Deputada estadual desde 2015, é líder da bancada trabalhista na Alerj e uma das mais destacadas parlamentares da Casa, especialmente por sua atuação na CPI do Feminicídio e na Comissão de Saúde da Assembleia, fundamental para o impeachment do ex-governador Wilson Witzel. Agora, chefiando o PDT-RJ em decorrência da nomeação de Carlos Lupi como ministro da Previdência Social, Martha aponta para a interiorização da gestão estadual do partido como um dos principais norteadores de sua gestão.

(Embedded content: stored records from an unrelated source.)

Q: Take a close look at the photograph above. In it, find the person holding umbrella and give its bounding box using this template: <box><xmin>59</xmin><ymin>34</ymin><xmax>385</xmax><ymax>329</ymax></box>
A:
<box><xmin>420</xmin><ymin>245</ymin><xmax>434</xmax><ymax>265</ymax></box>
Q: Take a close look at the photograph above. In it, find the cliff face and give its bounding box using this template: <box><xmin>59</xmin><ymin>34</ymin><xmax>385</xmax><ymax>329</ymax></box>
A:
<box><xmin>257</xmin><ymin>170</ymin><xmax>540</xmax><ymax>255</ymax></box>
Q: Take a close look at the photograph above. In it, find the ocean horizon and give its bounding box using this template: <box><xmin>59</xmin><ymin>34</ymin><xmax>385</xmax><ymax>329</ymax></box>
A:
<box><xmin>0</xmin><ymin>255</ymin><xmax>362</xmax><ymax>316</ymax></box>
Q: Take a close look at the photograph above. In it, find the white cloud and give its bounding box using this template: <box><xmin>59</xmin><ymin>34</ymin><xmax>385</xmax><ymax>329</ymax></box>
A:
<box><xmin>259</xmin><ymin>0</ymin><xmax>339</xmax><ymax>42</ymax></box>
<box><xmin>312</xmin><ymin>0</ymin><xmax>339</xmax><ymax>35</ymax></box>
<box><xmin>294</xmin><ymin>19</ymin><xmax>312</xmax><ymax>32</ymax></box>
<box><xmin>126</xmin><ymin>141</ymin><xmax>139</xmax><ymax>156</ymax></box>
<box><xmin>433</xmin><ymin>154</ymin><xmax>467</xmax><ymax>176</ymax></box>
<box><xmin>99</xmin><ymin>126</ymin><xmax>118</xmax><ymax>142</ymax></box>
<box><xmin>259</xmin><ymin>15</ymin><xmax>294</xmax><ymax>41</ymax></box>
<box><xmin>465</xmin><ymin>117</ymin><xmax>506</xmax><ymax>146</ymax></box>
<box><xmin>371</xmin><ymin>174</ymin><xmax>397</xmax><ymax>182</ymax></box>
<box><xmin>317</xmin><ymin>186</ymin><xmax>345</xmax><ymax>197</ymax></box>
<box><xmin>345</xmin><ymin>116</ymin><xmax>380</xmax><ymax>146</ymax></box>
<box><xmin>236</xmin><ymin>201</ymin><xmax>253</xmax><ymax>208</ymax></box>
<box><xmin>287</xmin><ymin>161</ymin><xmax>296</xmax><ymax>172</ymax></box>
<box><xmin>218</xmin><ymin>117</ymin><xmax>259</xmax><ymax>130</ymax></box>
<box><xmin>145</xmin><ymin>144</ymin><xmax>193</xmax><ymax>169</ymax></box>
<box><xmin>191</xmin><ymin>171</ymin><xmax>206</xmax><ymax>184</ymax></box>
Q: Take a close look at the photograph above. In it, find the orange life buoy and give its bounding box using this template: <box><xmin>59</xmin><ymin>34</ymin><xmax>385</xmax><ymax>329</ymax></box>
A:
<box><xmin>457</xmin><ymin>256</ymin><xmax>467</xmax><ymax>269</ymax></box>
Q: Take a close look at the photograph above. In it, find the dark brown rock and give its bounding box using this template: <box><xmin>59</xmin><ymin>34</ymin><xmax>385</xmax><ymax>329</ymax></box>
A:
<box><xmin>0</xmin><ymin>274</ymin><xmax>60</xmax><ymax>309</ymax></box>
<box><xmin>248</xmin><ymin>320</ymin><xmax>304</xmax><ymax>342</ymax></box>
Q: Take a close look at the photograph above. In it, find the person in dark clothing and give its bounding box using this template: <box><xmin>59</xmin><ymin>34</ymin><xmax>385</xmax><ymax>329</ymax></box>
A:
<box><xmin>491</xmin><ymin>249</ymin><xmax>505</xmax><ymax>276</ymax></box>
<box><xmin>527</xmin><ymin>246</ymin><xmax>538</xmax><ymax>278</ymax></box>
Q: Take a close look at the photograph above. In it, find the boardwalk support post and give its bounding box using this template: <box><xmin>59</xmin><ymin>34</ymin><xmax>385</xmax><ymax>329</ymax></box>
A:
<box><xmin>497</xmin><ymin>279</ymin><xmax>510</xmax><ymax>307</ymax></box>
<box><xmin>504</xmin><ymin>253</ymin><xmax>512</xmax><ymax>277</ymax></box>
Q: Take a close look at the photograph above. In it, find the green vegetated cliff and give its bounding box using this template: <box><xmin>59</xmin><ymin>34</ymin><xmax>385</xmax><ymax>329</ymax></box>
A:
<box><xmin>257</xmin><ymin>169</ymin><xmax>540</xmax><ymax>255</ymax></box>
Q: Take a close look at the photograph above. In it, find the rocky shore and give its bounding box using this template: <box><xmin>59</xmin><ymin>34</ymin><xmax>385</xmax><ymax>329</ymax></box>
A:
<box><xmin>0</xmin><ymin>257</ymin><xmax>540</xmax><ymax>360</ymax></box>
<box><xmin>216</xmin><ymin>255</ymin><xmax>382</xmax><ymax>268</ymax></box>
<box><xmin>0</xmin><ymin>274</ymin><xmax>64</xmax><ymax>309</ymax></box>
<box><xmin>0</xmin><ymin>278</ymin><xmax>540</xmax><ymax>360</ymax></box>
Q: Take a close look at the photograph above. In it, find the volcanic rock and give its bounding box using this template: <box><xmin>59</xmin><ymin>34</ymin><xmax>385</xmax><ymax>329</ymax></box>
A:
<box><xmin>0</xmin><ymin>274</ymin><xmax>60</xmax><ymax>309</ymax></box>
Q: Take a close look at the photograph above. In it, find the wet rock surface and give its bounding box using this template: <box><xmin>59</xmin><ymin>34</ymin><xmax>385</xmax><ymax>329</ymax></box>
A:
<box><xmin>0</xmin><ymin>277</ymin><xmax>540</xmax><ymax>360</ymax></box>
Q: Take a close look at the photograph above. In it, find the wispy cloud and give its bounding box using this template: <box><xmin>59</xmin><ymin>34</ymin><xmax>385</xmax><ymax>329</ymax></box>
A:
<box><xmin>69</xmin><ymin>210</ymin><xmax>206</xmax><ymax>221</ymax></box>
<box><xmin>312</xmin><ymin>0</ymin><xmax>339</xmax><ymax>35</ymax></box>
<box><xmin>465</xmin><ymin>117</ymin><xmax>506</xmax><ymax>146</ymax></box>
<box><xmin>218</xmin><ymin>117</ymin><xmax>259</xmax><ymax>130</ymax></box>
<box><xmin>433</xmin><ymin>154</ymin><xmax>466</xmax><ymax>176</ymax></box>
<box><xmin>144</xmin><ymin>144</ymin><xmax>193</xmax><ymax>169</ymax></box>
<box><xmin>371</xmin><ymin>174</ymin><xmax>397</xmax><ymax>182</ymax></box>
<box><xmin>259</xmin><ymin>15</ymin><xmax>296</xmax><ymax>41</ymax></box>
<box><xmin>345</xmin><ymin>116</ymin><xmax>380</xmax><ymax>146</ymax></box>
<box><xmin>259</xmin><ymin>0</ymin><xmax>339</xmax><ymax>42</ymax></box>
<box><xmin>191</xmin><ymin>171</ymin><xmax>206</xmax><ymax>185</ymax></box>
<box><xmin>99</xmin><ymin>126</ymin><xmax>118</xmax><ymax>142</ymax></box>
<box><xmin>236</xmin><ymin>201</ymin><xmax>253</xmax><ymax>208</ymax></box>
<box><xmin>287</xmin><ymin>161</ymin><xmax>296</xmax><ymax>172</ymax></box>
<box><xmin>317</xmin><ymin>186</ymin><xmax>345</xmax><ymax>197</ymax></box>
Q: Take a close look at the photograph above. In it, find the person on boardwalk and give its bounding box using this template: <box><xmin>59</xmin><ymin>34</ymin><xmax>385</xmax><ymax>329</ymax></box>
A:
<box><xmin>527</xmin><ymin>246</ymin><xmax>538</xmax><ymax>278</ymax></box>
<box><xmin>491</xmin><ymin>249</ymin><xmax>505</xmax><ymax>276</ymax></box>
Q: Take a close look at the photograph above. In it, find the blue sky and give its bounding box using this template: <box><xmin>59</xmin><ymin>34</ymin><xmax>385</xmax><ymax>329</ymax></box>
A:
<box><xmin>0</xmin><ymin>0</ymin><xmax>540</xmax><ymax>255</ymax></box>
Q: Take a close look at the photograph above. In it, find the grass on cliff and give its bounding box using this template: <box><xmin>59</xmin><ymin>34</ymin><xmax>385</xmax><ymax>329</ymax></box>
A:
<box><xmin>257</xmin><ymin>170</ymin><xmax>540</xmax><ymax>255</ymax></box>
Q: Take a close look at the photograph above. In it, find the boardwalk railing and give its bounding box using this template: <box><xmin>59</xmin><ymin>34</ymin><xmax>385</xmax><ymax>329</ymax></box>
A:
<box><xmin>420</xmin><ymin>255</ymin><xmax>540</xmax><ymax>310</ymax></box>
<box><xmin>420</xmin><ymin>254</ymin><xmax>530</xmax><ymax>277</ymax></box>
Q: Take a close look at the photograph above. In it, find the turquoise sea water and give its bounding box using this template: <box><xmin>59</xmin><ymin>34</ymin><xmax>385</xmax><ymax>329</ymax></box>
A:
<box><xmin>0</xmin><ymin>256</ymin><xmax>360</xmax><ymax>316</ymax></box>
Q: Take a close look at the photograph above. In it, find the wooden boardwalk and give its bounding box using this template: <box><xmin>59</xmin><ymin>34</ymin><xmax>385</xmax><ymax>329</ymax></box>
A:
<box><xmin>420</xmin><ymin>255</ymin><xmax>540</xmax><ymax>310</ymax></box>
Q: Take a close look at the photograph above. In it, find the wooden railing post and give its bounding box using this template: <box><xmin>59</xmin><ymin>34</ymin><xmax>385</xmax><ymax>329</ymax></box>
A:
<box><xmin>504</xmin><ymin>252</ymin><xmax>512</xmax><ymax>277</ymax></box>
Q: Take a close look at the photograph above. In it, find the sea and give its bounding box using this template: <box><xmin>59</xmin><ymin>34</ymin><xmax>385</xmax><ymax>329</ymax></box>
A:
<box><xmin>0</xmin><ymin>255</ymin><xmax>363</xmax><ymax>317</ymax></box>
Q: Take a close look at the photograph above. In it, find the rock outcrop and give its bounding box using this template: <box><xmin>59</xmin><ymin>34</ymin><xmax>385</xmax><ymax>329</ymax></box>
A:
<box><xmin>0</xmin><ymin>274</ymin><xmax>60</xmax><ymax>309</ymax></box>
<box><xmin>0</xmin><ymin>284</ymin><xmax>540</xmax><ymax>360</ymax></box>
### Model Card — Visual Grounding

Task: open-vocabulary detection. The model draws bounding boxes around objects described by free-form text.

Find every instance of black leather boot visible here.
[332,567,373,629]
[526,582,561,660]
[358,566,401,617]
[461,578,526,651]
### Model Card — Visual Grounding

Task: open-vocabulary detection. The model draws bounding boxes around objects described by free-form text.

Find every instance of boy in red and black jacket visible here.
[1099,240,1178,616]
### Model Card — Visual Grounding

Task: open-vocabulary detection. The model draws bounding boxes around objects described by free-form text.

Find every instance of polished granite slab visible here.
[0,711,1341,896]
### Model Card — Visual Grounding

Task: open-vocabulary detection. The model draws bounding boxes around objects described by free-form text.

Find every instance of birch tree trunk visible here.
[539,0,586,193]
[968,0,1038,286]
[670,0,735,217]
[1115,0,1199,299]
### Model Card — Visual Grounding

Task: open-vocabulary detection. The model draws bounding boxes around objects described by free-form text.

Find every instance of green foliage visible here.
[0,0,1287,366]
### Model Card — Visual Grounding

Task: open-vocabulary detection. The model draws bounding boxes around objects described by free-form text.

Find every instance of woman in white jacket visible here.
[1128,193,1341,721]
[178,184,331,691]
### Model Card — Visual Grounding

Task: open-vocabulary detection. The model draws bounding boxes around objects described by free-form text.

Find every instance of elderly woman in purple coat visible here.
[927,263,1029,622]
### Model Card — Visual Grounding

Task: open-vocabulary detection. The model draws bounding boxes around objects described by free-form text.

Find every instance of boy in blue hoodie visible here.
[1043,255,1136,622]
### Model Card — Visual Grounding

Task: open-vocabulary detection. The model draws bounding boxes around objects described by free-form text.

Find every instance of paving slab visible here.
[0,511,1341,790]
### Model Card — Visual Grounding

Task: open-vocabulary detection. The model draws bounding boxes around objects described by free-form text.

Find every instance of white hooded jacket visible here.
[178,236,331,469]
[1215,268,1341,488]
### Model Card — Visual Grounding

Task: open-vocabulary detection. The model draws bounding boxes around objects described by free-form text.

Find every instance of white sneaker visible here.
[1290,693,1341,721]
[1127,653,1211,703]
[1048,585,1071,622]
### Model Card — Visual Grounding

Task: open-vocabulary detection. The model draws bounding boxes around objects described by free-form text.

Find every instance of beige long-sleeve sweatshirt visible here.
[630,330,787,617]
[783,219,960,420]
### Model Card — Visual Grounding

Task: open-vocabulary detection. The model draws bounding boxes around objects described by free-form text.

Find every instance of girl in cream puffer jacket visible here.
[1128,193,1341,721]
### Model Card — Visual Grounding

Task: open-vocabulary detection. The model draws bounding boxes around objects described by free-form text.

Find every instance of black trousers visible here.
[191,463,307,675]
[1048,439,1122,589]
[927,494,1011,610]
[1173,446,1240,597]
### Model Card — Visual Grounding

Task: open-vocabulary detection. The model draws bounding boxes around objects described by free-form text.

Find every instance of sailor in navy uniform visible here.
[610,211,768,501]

Em entrevista exclusiva à EMBAÚBA, a nova presidente abriu o jogo sobre temas como a participação das mulheres na política, a defesa das pautas de sustentabilidade e fez uma homenagem ao ex-presidente municipal do PDT do Rio, o advogado Trajano Ribeiro, que morreu no último mês de fevereiro.
EMBAÚBA: A Sra. assumiu a presidência do partido político que tem o maior número de filiados em todo o estado do Rio de Janeiro. Qual é, no seu entendimento, o principal desafio da sua gestão à frente do PDT-RJ?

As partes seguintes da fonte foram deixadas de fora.